In Act 1: Scene 2, Gabriel comes over but refuses an offer for breakfast, claiming that he already ate. His description of his breakfast contains an allusion and personification that work together to help demonstrate his state of mind:
Oh, I ain’t hungry. I done had breakfast with Aunt Jemimah. She come by and cooked me up a whole mess of flapjacks. Remember how we used to eat them flapjacks?
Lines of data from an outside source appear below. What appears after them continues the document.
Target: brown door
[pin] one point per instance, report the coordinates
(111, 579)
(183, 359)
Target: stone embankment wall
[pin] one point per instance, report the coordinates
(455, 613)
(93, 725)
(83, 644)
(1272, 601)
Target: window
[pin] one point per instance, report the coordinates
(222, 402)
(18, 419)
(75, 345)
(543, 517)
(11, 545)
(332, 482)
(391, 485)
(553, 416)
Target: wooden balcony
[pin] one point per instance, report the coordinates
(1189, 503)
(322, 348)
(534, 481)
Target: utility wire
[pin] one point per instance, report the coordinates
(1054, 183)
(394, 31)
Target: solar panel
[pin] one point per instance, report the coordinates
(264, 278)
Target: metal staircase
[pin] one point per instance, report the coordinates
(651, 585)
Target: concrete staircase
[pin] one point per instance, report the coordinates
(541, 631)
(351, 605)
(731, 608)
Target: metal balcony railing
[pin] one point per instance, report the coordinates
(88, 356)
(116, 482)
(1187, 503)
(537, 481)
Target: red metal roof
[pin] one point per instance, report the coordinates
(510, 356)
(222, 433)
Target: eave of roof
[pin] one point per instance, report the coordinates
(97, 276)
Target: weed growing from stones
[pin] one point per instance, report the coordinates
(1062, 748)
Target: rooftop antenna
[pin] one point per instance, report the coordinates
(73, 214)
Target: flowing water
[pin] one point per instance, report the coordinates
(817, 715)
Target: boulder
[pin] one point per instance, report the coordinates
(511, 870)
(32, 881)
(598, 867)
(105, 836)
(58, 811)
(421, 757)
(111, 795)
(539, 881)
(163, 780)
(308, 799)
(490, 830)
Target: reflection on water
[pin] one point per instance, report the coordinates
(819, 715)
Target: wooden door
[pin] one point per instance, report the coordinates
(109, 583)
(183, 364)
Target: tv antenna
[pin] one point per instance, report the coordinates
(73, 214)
"Aunt Jemima" is the former name of the Pearl Milling Company, a brand that is best known for its maple syrup and pancake mix. The name "Aunt Jemima" came from 19th-century minstrel shows, in which performers (often White) donned exaggerated makeup and costumes to perform as stereotypical caricatures of Black people. Aunt Jemima was one of the names given to the "Mammy" caricature. During the antebellum period in the United States, enslaved Black women were routinely forced to nurse White children, cook for them, and provide childcare. Whether or not they had their own children, they became surrogate mother figures for many White children, who spent far more time with them than their own parents. In propaganda including minstrel shows, the image of the "Mammy" was dark-skinned, fat or muscular, and modestly-clothed. When she spoke, she used dialect. While any of these traits may have truly belonged to any of the Black women who raised White children, the stereotype of a "Mammy" or "Aunt Jemima" leaned into these traits in order to evoke maternal comfort while making a joke out of the idea that such a woman could ever be a sexual threat to White women.
Aunt Jemima (or Jemimah, as it is spelled in the play) became not only the name, but also the logo for the popular maple syrup and pancake company. Her image, reprinted over and over on bottles and boxes, was supposed to represent comfort to White families. This racist marketing strategy was so effective that the company only rebranded in 2020. For Gabriel, the logo comes to life in an even more real way. He personifies Aunt Jemimah as a woman who actually dropped by to cook him breakfast.
On the one hand, this personification is a concerning sign about Gabriel's detachment from reality. As Rose goes on to tell Troy, Gabriel's landlady (Ms. Pearl) has said that Gabriel is not eating at all. His confusion about whether or not Aunt Jemimah is real seems to extend to confusion about what food is real or imaginary. On the other hand, Gabriel's allusion also demonstrates that his mind is still inundated with all the memories and messaging he has received throughout his life. He remembers with nostalgia his childhood pancake breakfasts with Troy. The fact that those memories are attached to racist images like the Aunt Jemima logo emphasizes how even the metal plate in Gabriel's head, which sends him into escapist delusions, cannot entirely block out the experience of growing up as a Black man in the early 20th-century United States.